Which brings us to the domestic source factors. Benign external conditions generate positive multiplier impacts on the economy mainly through the private investment, which is normally very procyclical, that is, it responds to these external impulses and amplifies them. In turn, increased private investment, through employment and income, drives household consumption. But this process is not automatic, and that is the main risk to economic dynamics not only in 2022 but in the medium term.

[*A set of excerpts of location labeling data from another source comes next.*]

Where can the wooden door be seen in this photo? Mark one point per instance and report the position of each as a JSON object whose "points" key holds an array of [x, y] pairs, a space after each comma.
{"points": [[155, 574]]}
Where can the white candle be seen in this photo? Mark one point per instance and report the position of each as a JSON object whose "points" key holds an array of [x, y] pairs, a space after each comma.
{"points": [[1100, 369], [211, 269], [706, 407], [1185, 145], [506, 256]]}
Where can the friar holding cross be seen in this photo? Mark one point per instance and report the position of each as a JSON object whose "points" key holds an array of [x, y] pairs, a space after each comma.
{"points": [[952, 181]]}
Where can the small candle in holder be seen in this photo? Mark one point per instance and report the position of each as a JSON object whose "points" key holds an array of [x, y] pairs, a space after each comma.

For favorable external conditions to translate into private investment, trust is needed. And that is the problem. The indicators of business expectations, which usually explode in benign external contexts such as the current one, are in pessimism territory. Causality has been broken. This suggests a contraction in private investment during 2022.

The reasons for this pessimism are evidently from an internal source. Something responds to the climate of political conflict. But, as the behavior of the exchange rate and capital flows (possibly the largest outflow in history) suggest, the uncertainty is due to government decisions and announcements.

This, in turn, seems not to understand (or not care) the situation. Projects economic scenarios with private investment that grow even stronger than the PBI, which, in turn, does so at rates significantly higher than the pre-pandemic five-year period. Their “reactivation” proposals, turning their backs on the dynamics of private investment, are based on public spending initiatives, in many cases of dubious quality and necessity, and financed with income that might not materialize in a context of lower growth. It insists on a tax reform that penalizes forms of capital income generation and therefore further discourages private investment (this is already manifesting itself through high rates of dividend distribution). And the list goes on.

The problem is not only temporary. At the end of the day, although we would be wasting a great opportunity, as long as raw material prices remain high, that gives us a floor in the short term. What should concern us is the non-existence of conditions for the formulation and implementation of public policies that reverse the marked weakening of the economic and development foundations of our country. Worse still, the government’s agenda seems geared toward achieving the exact opposite.

That is the cost of policies far from evidence and based on ideologies that never worked, neither in Peru, nor elsewhere throughout history. Is there still an opportunity for change in government? For the good of Peruvians, hopefully.